This requirement for a larger range of gears is especially apparent in cycle touring. It is common for riders who are touring to carry over 30kg of extra kit on the bike, in the form of panniers, tents and consumables. With this weight increase, a lower gearing will naturally be needed, in the same way a fully laden car will need to drop down to first gear on a steep assent so as not to stall. The best way for riders to have this larger range of gears is to use a bank of cogs with a greater number between the largest and the smallest (as not to loose the capability to pedal at a higher speed on the downhill sections).
As you would expect, the spacing between the cogs also varies largely, depending on the number of them. A bank of ten cogs will have a minimal amount of space between the cogs, compared to that of a bank of eight, which will be more spread out. As well as the number of cogs, the spacing will vary very slightly depending on the manufacturer. For example, things can get complicated when trying to mix Campagnolo derailleurs with a SRAM bank of cogs.
These banks of cogs come in two formats: a cassette which slides onto the splines of a ‘freehub’, or a freewheel (or ‘block’), which screws onto the thread of a hubshell. For a full explanation of these, and a breakdown of the mechanics behind, them please refer to the section ‘Rolling the wheels’, and ‘The drive system’.
Generally speaking, cassettes tend to indicate a much higher quality wheel, with all good quality bikes adopting this system. The freewheel system tends to be found on older style road bikes, lower quality bikes or singlespeed specific bikes.
5. Rear derailleurs
As the rear derailleur is in charge of locating the chain upon different cogs, the front derailleur (or ‘mech’) is responsible for locating the chain on the range of front chainrings.
The first thing to note is that lots of bikes do not have a front mech, as having only a single front ring is popular in many riding applications.

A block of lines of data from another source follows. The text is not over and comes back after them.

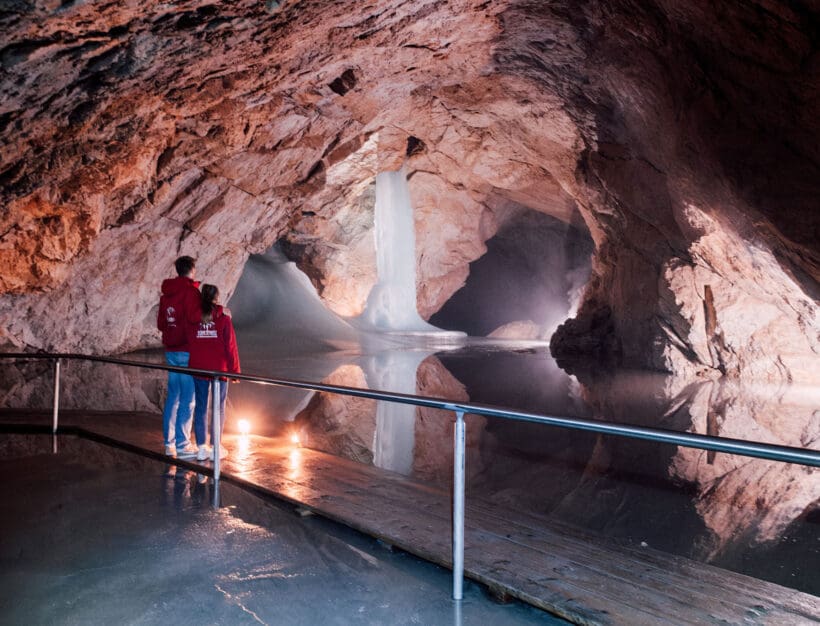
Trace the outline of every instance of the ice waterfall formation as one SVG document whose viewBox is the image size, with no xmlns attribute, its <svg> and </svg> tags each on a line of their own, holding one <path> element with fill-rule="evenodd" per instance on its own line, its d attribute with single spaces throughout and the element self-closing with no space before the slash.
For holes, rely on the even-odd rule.
<svg viewBox="0 0 820 626">
<path fill-rule="evenodd" d="M 376 176 L 378 280 L 356 320 L 363 330 L 411 335 L 464 336 L 428 324 L 416 308 L 416 237 L 404 168 Z"/>
</svg>

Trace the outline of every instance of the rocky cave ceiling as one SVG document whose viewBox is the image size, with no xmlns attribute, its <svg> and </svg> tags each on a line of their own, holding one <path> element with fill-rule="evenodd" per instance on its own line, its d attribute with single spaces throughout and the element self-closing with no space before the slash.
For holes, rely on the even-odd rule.
<svg viewBox="0 0 820 626">
<path fill-rule="evenodd" d="M 523 206 L 586 224 L 553 352 L 817 382 L 820 3 L 0 4 L 0 342 L 155 345 L 191 254 L 281 241 L 341 314 L 406 162 L 418 308 Z"/>
</svg>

As explained above (the rear mech section), the front mech adopts the same process of transferring cable tension into physical movement around a fixed pivot point. In the same way the rear mech is located directly before the rear cogs in the chain flow, the front mech is located directly before the front chainrings. This essentially means that as the pedals and chainset are turning, the chain is being moved into place by either of the mechanisms.

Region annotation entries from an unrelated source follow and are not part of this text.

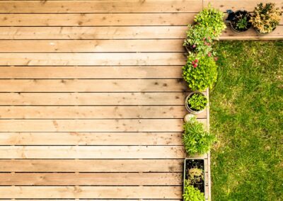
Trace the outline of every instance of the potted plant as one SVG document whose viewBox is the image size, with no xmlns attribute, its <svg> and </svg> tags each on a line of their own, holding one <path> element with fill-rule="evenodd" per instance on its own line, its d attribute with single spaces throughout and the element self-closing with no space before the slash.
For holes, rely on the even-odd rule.
<svg viewBox="0 0 283 201">
<path fill-rule="evenodd" d="M 204 159 L 185 159 L 183 189 L 185 201 L 205 200 Z"/>
<path fill-rule="evenodd" d="M 214 52 L 207 55 L 191 54 L 183 67 L 183 77 L 192 91 L 204 91 L 212 87 L 217 79 L 217 67 Z"/>
<path fill-rule="evenodd" d="M 228 10 L 228 18 L 226 21 L 230 23 L 231 29 L 236 33 L 242 33 L 248 30 L 251 26 L 250 14 L 243 10 L 239 10 L 233 12 L 231 10 Z"/>
<path fill-rule="evenodd" d="M 199 114 L 207 107 L 207 98 L 201 92 L 192 92 L 186 98 L 185 105 L 192 114 Z"/>
<path fill-rule="evenodd" d="M 260 3 L 255 8 L 250 22 L 258 34 L 267 34 L 276 28 L 281 16 L 282 13 L 279 8 L 275 7 L 275 4 L 267 3 L 263 6 Z"/>
<path fill-rule="evenodd" d="M 184 122 L 183 127 L 183 142 L 189 156 L 207 153 L 216 142 L 215 136 L 206 131 L 195 117 Z"/>
</svg>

As the front mech is located above the front chainrings of the bike, the fixing point is directly onto the vertical seat tube. There are two main types of fitment for the mech:
Braze on: This is when the front mechanism attaches to a small runner, which is attached to the frame itself. The benefits are that it looks cleaner than the band type (see below), it is lighter, and it also it reduces the amount of parts needed to repair or replace the mechanism. The negatives are that if the fitment is damaged then it means the frame is damaged, and it does not allow as much adjustment as the band type (which can get tricky if chainring sizes are changed).
Band on: This is when the front mechanism is attached to a hinged band, which is then clamped onto the frame of the bike. The advantages are that this allows much more adjustment as the band can be clamped at any height on the frame, and also means the angle of the mech can be adjusted more, and it also means that if the mech is damaged or snaps off the band then the whole unit can be replaced together. The downsides include the fact that it doesn’t look as clean as a braze on, it is heavier, and the whole unit has to be replaced if any part is damaged; with all the available band/frame tube sizes (of which there are many) it can become tricky to track down the exact part.
As with the rear mechanisms, if a front mechanism is for a road bike with a double chainring then the mech tends to be smaller with a slimmer cage. With mountain bike front mechs tend to be larger with a stouter cage, so as to be able to move a wet chain quickly between three different chainrings in muddy and sandy conditions.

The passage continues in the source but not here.